[PAROLES D'AGENCES]
Après des années de bons et loyaux services, la RSE rend son tablier. Il faut dire que les critiques récentes à son encontre n’ont pas été tendres : trop bavarde dans ses communications, trop molle dans ses actions. L’équilibre n’a finalement jamais été trouvé, le succès non plus. Il est temps de comprendre que c’est le décryptage du futur qui nous permettra de changer les choses aujourd’hui.

Entretien avec Charles de Beauvoir, CEO de Terre de Sienne et Sonia Laforge, directrice du pôle corporate de l’agence

Vous portez un regard très critiquesur la RSE tout en saluant les grandes avancées entreprises par ces démarches dans le monde économique. Pourquoi s’attaquer à ce sujet aujourd’hui ?

C.D.B. Le célèbre acronyme s’efface de plus en plus des contenus corporate, financiers et même extra-financiers.Tellement utilisé, tellement galvaudé, il s’est vidé de son sens pour n’être devenu qu’une notion un peu fourre-tout. Cela permettrait notamment aux férus de communication (et moins d’actions) de trouver grâce aux yeux de leurs parties prenantes. Pourtant l’apport de la RSE a été majeur dans une prise de conscience indispensable des enjeux environnementaux et sociaux. Mais la contribution la plus symbolique de la RSE a certainement été de réunir deux mondes a priori opposés : le financier et l’extra-financier.

Comment cela se traduit-il concrètement ?

S.L. Appréhender l’entreprise dans sa globalité est certainement le plus bel héritage de cette démarche. Car oui, fait majeur de ces dernières années : la performance globale des entreprises est de plus en plus appréciée à l’aune de ses résultats financiers mais aussi extra-financiers, en l’occurrence ses performances en matière environnementale, sociale et de gouvernance. En 2021 et sur fond de Green Deal, la Commission européenne a d’ailleurs renforcé très nettement le poids et la place des informations extra-financières dans les obligations de transparence. Des progrès donc, et une belle avancée ! Dès lors que les investisseurs n’investissent plus (ou moins) dans les entreprises qui ne montrent pas patte blanche en matière de durabilité, nous pouvons imaginer que le mouvement va s’amplifier dans le bon sens.

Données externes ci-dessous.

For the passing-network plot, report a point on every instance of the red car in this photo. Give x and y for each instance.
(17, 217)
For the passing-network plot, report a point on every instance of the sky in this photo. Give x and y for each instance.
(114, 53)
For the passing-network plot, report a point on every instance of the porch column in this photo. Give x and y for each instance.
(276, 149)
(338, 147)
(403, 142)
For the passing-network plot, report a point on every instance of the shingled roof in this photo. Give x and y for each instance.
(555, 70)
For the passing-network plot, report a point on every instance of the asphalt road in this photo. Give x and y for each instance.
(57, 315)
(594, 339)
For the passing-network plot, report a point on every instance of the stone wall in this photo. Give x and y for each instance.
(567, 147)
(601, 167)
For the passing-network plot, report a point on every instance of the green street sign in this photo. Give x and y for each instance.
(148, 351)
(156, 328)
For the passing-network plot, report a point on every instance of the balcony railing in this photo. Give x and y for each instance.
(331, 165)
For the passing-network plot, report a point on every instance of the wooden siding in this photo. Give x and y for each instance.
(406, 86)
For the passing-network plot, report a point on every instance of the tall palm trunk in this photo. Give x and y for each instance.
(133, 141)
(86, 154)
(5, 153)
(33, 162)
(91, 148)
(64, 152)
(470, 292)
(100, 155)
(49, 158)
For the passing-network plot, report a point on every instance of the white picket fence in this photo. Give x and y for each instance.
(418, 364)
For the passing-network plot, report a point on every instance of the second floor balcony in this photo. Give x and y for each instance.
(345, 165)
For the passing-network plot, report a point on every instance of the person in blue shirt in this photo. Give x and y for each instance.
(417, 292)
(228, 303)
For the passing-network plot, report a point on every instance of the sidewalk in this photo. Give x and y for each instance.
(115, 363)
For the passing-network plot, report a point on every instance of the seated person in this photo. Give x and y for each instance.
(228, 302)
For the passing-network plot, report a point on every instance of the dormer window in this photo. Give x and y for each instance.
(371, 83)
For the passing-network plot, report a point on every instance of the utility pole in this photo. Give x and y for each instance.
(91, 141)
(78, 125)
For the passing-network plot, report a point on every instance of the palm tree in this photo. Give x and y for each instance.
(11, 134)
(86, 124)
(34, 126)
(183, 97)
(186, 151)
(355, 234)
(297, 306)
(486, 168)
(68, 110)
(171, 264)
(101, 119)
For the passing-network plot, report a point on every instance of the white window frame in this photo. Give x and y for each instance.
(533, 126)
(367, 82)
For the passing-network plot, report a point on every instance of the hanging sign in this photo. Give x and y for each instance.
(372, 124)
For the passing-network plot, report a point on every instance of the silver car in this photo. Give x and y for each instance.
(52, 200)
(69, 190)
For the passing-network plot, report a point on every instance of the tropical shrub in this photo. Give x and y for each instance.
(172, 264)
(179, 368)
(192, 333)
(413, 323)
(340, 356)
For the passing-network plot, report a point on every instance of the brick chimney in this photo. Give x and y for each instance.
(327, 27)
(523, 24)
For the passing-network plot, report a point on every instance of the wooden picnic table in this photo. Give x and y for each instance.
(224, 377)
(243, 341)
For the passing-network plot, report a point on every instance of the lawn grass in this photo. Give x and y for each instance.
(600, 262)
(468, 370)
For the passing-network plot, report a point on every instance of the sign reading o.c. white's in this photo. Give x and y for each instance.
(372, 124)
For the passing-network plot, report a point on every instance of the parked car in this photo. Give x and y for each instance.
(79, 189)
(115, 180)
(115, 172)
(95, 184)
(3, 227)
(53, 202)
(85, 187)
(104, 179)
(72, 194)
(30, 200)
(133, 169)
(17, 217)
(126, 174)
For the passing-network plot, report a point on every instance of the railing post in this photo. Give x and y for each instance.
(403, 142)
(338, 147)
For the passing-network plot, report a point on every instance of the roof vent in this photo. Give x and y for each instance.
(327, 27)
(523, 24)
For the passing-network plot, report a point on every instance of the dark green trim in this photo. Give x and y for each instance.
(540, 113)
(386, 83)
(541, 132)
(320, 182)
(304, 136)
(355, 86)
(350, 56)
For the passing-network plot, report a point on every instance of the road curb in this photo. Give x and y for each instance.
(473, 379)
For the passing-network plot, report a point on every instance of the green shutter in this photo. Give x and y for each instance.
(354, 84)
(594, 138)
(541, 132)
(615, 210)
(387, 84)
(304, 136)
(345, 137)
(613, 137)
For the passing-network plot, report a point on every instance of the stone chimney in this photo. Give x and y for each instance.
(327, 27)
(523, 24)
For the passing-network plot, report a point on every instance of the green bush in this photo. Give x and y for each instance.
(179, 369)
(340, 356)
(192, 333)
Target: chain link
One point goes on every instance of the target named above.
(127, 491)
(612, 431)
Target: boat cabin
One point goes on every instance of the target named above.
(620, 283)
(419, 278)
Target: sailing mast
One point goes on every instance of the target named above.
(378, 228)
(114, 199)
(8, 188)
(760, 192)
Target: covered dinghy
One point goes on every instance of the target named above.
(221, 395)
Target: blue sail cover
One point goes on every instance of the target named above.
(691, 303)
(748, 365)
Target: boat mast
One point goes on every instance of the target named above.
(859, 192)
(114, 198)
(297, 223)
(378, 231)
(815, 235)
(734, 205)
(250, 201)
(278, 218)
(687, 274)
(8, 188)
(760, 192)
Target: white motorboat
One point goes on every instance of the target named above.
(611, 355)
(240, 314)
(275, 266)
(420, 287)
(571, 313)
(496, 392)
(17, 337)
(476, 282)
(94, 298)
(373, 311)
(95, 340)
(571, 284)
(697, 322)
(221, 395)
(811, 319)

Finalement, vous expliquez que la RSE n’est rien aujourd’hui sans la prospective. Pouvez-vous en dire plus ?

S.L. Effectivement. En analysant les indicateurs extra-financiers des années passées, les grands groupes deviennent champions pour regarder en arrière, mais pas vraiment en avant… C’est la limite du reporting. Ils déploient une énergie considérable dans la mesure (hyper-précise) de leur impact, mais toujours sur des performances passées. Dans un monde aussi incertain que le nôtre, qui vit au gré des soubresauts climatiques, sociaux, géopolitiques et sanitaires, où est l’anticipation ? Quelles mesures adopter en prévision de ces événements ? C’est le grand défi de notre époque, parce que rendre des comptes ne suffit plus. La prévision a trop longtemps été considérée comme un « nice to have » et non comme un « must have ».

C.D.B. Quand la RSE (telle qu’elle est pratiquée aujourd’hui) se cantonne à la mesure du passé, la prospective,elle, explore la science du futur. C’est une arme d’anticipation massive. Les mêmes entreprises ont pour mission de donner à comprendre le monde de demain. Notamment à leurs publics internes, ceux qui sont à la manoeuvre pour faire bouger les lignes. Tout l’art de la prospective réside dans la capacité d’identifier les grandes tendances mais surtout les signaux faibles. L’Oréal le fait à merveille quand il s’agit de travailler à l’intégration de nouvelles communautés émergentes pour la marque, en Chine et en Orient notamment, ou à la pénurie future de matériaux clés. C’est ça la prospective, ne plus considérer que nous sommes à l’épicentre des événements, mais détecter les microséismes qui font bouger le monde.